Susan Gott
Susan Gott is an award-winning artist who creates sculpture utilizing glass as her primary media and specializes in cast glass to create one-of-a-kind sculptures and large-scale public art. She holds a Master of Fine Arts from Kent State University, a Bachelor’s from Radford University and studied glass at Pilchuck, Haystack, Arrowmont and Penland. Susan is in demand as a high caliber instructor and recently taught glass at The Studio of the Corning Museum of Glass and The Glass Furnace in Istanbul, Turkey. She served as Conference Co-chair for the Glass Art Society Conference in Tampa. Susan grew up in Virginia and built her studio in Tampa, Florida where she works from her own Gott Glass Gallery & Phoenix Studio, a unique artist’s atelier.
Gott has designed and completed numerous major public works incorporating cast glass, bas-relief panels, lighting, fountains, seating, often combining steel and stone. Works are included in the public collections of the City of Tampa, Port St. Lucie, University of Central Florida, Port Tampa Library, The City of St. Petersburg, and HARTline Transit Center.

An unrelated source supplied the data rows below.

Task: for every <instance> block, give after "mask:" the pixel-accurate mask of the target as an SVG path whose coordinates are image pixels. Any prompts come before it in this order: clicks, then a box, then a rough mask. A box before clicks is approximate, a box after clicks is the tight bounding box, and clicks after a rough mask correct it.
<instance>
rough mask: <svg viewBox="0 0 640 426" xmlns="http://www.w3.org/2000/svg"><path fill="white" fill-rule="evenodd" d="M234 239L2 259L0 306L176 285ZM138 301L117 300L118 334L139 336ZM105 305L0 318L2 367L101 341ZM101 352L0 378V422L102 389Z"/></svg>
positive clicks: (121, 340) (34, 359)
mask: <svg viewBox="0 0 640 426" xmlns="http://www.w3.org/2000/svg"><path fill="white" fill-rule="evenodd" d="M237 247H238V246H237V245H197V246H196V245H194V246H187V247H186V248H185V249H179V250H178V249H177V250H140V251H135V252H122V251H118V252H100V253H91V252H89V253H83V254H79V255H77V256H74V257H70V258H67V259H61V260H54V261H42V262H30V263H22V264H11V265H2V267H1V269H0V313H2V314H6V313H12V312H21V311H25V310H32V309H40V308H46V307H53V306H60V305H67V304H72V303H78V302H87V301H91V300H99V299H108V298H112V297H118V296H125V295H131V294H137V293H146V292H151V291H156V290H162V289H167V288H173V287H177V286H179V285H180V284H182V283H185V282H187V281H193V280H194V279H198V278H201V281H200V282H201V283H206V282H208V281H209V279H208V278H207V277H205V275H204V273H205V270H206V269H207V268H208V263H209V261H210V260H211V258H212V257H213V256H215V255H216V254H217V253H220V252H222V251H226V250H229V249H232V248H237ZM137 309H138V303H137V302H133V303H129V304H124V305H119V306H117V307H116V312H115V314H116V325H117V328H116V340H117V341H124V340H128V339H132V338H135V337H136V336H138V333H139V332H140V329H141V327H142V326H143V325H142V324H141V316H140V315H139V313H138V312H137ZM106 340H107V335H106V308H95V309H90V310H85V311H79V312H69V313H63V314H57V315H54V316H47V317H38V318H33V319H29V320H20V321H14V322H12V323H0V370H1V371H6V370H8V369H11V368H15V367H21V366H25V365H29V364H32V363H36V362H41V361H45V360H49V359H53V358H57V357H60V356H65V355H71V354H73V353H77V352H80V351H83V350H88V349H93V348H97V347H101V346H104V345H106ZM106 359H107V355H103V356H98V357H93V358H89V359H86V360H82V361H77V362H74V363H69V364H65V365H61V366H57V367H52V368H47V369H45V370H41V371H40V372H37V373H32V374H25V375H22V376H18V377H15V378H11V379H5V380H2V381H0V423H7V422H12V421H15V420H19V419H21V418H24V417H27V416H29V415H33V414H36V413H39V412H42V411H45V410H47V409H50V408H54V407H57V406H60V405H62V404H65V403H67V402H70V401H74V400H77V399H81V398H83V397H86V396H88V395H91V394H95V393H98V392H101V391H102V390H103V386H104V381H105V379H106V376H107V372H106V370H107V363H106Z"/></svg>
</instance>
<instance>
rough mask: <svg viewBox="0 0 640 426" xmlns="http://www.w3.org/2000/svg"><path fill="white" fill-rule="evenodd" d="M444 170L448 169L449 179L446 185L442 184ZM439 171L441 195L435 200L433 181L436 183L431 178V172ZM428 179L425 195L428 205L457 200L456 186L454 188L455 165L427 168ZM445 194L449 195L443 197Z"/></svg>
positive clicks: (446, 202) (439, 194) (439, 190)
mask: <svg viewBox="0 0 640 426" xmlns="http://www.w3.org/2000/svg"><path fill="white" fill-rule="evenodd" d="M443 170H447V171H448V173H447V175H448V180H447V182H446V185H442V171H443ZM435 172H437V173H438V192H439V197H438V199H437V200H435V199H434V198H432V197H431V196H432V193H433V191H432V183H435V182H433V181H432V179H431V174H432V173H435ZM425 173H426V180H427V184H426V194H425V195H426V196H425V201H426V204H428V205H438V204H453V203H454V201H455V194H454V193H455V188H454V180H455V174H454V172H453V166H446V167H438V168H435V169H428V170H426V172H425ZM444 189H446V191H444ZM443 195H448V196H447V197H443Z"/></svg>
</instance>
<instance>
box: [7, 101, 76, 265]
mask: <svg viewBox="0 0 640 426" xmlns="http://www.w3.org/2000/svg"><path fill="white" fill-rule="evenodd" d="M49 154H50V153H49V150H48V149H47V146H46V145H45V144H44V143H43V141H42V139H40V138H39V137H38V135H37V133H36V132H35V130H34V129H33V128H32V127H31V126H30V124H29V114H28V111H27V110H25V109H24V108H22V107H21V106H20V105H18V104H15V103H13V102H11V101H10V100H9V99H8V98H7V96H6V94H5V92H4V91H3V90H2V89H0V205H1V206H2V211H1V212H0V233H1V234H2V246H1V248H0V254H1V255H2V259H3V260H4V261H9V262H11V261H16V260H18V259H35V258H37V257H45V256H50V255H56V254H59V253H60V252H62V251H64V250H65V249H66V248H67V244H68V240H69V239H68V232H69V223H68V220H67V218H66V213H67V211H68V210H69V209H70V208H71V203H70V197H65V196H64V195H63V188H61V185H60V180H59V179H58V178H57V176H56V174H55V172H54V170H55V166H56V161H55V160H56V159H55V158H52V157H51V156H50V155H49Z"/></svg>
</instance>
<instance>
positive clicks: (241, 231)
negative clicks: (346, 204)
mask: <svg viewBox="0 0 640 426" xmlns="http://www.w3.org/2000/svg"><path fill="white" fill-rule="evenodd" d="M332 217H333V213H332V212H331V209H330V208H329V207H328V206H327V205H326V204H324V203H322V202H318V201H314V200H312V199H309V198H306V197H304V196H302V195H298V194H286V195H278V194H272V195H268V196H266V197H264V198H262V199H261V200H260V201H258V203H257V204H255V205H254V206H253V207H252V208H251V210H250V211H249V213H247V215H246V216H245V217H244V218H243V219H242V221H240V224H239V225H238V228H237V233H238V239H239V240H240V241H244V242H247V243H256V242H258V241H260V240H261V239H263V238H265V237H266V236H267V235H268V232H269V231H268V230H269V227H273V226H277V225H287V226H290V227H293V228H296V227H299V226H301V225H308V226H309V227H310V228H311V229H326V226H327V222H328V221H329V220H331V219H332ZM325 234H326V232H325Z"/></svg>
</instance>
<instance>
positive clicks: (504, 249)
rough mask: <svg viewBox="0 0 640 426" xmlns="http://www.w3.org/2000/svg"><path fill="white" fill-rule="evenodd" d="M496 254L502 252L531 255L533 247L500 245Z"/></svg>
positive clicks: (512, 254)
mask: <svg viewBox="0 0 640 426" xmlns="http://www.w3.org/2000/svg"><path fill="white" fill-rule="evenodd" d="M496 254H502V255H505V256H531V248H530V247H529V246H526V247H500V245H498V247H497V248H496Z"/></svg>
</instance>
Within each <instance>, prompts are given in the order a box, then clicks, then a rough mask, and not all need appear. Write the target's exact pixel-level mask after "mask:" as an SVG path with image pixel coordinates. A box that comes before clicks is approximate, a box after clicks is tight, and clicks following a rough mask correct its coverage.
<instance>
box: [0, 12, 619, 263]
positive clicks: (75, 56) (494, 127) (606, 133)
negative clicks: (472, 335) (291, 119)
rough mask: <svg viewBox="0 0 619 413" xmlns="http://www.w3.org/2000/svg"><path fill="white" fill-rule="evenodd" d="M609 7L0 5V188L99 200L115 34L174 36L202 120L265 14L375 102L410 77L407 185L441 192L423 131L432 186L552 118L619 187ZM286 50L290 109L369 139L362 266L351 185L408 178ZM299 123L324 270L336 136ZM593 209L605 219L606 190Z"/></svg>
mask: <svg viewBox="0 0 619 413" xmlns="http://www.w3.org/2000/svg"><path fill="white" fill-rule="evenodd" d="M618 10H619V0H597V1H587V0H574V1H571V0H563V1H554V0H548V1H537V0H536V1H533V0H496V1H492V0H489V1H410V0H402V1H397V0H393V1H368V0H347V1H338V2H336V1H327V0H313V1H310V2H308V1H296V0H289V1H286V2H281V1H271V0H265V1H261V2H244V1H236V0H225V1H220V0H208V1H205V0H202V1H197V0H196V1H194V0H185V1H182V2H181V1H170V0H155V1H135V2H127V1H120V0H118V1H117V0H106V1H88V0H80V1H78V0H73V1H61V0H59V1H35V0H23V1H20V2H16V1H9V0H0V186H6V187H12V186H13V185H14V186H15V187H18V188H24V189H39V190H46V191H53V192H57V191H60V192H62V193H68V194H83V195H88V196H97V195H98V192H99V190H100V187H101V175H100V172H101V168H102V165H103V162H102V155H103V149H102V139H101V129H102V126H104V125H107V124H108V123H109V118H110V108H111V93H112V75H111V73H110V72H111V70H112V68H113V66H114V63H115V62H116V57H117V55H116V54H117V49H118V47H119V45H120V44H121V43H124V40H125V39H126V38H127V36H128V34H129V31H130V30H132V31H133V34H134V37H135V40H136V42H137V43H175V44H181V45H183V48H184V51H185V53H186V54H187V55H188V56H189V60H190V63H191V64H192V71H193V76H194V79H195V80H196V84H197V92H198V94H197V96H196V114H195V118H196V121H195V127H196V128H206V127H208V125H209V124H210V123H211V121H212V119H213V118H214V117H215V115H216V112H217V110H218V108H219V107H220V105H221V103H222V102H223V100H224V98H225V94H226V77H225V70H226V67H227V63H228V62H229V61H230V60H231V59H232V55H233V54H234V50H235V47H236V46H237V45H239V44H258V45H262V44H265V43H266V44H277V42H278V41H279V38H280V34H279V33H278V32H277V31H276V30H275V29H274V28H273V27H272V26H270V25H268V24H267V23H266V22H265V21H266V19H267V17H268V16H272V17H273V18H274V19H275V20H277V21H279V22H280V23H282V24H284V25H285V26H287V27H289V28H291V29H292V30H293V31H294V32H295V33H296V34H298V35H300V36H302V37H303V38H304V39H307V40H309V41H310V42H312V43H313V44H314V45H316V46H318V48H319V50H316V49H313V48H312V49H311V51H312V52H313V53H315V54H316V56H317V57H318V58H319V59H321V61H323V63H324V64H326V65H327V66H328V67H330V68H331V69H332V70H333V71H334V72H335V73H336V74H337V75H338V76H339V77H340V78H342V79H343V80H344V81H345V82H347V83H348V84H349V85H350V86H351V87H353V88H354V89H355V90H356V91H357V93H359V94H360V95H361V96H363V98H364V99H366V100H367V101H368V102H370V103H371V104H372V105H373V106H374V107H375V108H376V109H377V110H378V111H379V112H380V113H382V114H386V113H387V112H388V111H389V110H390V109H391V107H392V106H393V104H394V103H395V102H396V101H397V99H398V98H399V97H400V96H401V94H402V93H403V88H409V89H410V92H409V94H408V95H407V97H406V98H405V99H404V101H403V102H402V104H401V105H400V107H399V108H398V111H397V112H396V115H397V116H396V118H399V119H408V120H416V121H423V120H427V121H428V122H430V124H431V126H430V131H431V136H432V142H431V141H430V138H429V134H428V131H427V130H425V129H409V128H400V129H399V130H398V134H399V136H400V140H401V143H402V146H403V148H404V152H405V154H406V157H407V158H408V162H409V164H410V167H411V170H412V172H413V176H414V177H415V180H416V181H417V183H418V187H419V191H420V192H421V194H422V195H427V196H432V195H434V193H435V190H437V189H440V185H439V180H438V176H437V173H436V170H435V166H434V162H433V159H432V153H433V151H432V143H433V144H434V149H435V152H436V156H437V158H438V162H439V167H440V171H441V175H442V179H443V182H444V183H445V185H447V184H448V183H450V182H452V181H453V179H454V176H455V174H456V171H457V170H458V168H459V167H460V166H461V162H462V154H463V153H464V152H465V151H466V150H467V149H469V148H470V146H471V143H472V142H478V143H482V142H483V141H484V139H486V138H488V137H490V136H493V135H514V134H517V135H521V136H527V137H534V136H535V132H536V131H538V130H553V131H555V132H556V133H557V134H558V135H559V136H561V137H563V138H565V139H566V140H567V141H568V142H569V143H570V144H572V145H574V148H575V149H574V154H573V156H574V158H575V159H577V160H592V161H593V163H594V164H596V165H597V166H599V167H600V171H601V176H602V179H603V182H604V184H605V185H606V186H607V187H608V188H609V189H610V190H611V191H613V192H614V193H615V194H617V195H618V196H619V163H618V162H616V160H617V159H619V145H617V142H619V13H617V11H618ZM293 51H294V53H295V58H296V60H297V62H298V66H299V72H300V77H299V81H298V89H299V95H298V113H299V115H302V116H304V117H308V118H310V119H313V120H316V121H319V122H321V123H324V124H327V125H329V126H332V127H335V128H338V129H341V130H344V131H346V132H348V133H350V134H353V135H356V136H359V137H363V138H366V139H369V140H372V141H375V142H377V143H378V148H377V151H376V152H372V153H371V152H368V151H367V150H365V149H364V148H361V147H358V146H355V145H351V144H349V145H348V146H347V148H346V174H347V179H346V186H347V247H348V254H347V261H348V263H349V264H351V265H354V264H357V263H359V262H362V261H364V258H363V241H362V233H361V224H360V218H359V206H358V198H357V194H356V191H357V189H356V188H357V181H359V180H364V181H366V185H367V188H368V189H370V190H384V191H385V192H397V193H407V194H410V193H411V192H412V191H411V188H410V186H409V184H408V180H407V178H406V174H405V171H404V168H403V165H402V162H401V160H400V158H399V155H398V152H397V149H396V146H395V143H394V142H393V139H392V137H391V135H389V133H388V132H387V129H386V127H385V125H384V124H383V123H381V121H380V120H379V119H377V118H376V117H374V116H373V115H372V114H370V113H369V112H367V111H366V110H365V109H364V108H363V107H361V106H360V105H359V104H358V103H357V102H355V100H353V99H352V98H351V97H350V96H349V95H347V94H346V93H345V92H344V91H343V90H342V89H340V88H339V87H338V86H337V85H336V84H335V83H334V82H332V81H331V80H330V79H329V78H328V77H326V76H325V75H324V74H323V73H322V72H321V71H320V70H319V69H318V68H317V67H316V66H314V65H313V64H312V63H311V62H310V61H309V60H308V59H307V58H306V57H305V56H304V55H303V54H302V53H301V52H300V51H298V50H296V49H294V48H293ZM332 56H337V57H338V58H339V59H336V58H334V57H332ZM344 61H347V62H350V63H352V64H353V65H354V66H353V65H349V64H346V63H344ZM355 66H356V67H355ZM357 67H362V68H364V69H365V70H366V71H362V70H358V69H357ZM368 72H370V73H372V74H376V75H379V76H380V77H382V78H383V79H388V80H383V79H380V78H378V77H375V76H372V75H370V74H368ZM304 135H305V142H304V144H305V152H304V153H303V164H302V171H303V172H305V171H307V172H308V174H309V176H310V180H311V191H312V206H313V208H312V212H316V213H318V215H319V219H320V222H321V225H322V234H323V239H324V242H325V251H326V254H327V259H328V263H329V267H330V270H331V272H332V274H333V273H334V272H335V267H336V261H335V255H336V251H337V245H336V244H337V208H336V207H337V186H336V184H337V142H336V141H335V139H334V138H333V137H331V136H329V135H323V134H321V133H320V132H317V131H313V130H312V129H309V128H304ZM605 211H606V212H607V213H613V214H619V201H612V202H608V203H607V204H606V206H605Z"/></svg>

Susan’s glass sculptures are exhibited and collected internationally, most recently with the Art in Embassies Program at the American Embassy in Guatemala and Kisslinger Crystal in Rattenburg, Austria. Permanent collections include The National Gallery of Bulgaria, Cafesjian Museum of Art in Armenia, Tacoma Museum of Glass, Saint Petersburg Museum, Polk Museum of Art, Alexander Brest Museum, Raymond James, and Tampa General Hospital. She is the recipient of numerous grants and awards including, an American Craft Council Award of Excellence, Crafts-Woman of the Year, Individual Artist Fellowship and New Forms Florida. Her work is published in New Glass Review, Glass Art 2000, Glass Art Magazine, Sunshine Artist and American Craft.
"My work embodies an interest in mythological imagery, symbolism, and philosophies from historic and ancient cultures. I love to travel, and I am intensely interested in ancient civilizations, symbols of ritual art, ancient myths, and how they connect us—most deeply—with our own nature and our place in this world. The resulting glass, with primitive qualities and metaphors, are a visual representation of the cycles of life. The archetypal images that emerge explore spirituality, existence, humor, love, magic, dualities, and the beauty of life."